To add to this anticipation, big corporations have been (literally) paying extra attention to BFR. As quoted from contributors on REBusiness Online, a CRE news leader, "Institutional investment in the [BFR] sector is also occurring at historic levels, with nearly $5 billion invested in the sector in 2020 alone by groups like JP Morgan Asset Management, Nuveen, Brookfield Asset Management, Blackstone, Rockpoint Group and Koch Industries.“
Supply chain & logistics are also "hot" within CRE, although recent news has been a mix of both positive and negative for the industry. The Counselors of Real Estate released a 2021-22 Top Ten Issues Affecting Real Estate report, and logistics is #4 on that list. They state, "Logistics post-COVID-19 will disrupt commercial real estate models for years to come. Disruption in commercial real estate capital allocation—with more funding to industrial property and less to retail—can be expected.”
However, if we take into account global happenings within the supply chain & logistics sector, we'll find it could be poised to be a huge win for CRE in the near future, especially in the Gulf South region. As quoted in Supply Chain Quarterly, "[Cushman & Wakefield’s] North American Ports Outlook points to an expected 6.5% increase in GDP growth and an anticipated 21% rise in U.S. imports, factors that will help fuel strong performance, especially as congestion begins to ease at U.S. ports. Among the trends identified, the report points to a continued increase in larger vessels calling on major ports and a resuming shift in volume toward Atlantic and Gulf Coast ports.”
To add, Harvard Business Review contributors write, " . . . expansion is taking place at the port of New Orleans, to handle ships up to 14,000 TEUs, along with an increase in intermodal capacity. Hapag-Lloyd, Ocean Network Express, Yang Ming, and HMM are instituting direct Asia-Gulf Coast services."
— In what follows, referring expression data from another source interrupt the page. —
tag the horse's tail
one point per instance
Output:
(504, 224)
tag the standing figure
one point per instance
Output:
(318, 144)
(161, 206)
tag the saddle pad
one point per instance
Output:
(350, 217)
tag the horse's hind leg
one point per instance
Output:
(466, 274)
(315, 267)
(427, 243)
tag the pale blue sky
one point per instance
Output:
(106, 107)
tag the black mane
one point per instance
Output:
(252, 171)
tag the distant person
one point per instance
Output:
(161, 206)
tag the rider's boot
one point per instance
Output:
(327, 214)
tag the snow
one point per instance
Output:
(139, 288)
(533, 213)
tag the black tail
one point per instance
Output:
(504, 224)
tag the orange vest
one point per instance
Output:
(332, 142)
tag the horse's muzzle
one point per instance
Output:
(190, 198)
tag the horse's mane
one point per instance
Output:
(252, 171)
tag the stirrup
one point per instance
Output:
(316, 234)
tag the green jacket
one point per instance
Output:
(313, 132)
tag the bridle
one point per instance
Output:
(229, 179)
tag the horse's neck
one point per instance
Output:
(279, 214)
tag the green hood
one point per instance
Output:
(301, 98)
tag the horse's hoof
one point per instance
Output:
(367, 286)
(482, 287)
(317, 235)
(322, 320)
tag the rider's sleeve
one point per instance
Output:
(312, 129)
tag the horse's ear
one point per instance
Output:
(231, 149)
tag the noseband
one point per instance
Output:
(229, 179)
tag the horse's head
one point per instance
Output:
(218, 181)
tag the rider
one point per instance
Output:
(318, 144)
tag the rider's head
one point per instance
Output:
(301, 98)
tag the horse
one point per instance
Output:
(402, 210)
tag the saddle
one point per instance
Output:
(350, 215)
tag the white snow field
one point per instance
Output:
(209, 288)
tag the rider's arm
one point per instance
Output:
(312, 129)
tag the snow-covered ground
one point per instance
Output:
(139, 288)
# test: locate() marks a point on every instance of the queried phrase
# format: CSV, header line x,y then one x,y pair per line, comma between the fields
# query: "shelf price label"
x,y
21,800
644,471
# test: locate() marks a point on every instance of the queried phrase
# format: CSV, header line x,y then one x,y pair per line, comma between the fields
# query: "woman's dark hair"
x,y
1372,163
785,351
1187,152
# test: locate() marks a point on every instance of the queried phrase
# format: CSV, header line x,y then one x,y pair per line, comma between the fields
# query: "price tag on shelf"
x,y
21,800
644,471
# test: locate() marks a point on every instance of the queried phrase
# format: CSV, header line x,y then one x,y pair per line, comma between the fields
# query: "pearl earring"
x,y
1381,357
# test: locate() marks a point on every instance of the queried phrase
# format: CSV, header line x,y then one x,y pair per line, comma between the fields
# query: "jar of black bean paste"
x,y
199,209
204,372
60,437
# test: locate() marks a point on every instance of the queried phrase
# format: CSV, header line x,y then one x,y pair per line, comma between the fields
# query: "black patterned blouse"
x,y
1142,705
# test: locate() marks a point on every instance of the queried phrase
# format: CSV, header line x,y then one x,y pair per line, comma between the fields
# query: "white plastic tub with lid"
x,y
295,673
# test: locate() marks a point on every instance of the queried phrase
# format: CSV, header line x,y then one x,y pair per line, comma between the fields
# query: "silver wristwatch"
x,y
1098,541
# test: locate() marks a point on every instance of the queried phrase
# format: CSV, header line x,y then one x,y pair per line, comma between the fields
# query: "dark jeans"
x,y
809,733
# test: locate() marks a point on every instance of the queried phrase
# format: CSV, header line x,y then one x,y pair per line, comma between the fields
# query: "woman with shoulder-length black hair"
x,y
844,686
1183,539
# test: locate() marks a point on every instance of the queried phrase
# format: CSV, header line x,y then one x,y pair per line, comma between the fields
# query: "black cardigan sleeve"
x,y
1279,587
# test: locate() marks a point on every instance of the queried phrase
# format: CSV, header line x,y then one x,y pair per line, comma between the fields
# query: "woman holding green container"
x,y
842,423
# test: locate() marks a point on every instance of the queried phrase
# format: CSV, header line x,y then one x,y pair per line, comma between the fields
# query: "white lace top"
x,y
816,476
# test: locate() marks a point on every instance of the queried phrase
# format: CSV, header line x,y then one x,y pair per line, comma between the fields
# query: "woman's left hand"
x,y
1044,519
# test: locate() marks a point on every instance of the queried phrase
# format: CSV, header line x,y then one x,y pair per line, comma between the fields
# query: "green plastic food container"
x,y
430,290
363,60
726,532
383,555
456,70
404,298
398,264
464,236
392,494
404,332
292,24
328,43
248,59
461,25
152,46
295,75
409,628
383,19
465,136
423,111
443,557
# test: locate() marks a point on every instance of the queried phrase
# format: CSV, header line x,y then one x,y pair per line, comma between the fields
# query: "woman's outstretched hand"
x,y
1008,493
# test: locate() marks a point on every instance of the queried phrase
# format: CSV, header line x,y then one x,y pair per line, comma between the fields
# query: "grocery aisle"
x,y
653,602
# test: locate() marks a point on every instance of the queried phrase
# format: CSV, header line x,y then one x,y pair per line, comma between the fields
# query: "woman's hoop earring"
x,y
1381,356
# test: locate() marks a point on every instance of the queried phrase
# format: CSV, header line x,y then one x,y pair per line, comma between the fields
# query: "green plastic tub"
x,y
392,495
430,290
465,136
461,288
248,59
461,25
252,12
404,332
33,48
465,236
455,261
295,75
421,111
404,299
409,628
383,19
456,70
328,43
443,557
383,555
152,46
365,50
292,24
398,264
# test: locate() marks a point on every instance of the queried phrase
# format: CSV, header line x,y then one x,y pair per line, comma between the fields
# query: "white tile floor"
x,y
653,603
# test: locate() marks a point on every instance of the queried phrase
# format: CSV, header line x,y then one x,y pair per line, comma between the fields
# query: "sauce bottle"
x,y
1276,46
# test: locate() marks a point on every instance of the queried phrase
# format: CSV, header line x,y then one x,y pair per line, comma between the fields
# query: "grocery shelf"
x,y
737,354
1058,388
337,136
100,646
Couple this with the ever-growing demand from consumers for quick and seamless product deliveries worldwide, and, as Mark Duclos, co-founder & president of Sentry Commercial, a CRE agency, explains, "The whole logistics, e-commerce market was there before the pandemic, but the pandemic accelerated this — it put it on steroids.”
In conclusion, will logistics be an issue for CRE for years to come? We prefer to shift that vernacular to "challenge" that's meant to be overcome, and, as we have since the beginning of commercial real estate as an industry, continue to meet and exceed our customers' demands and the world's expectations.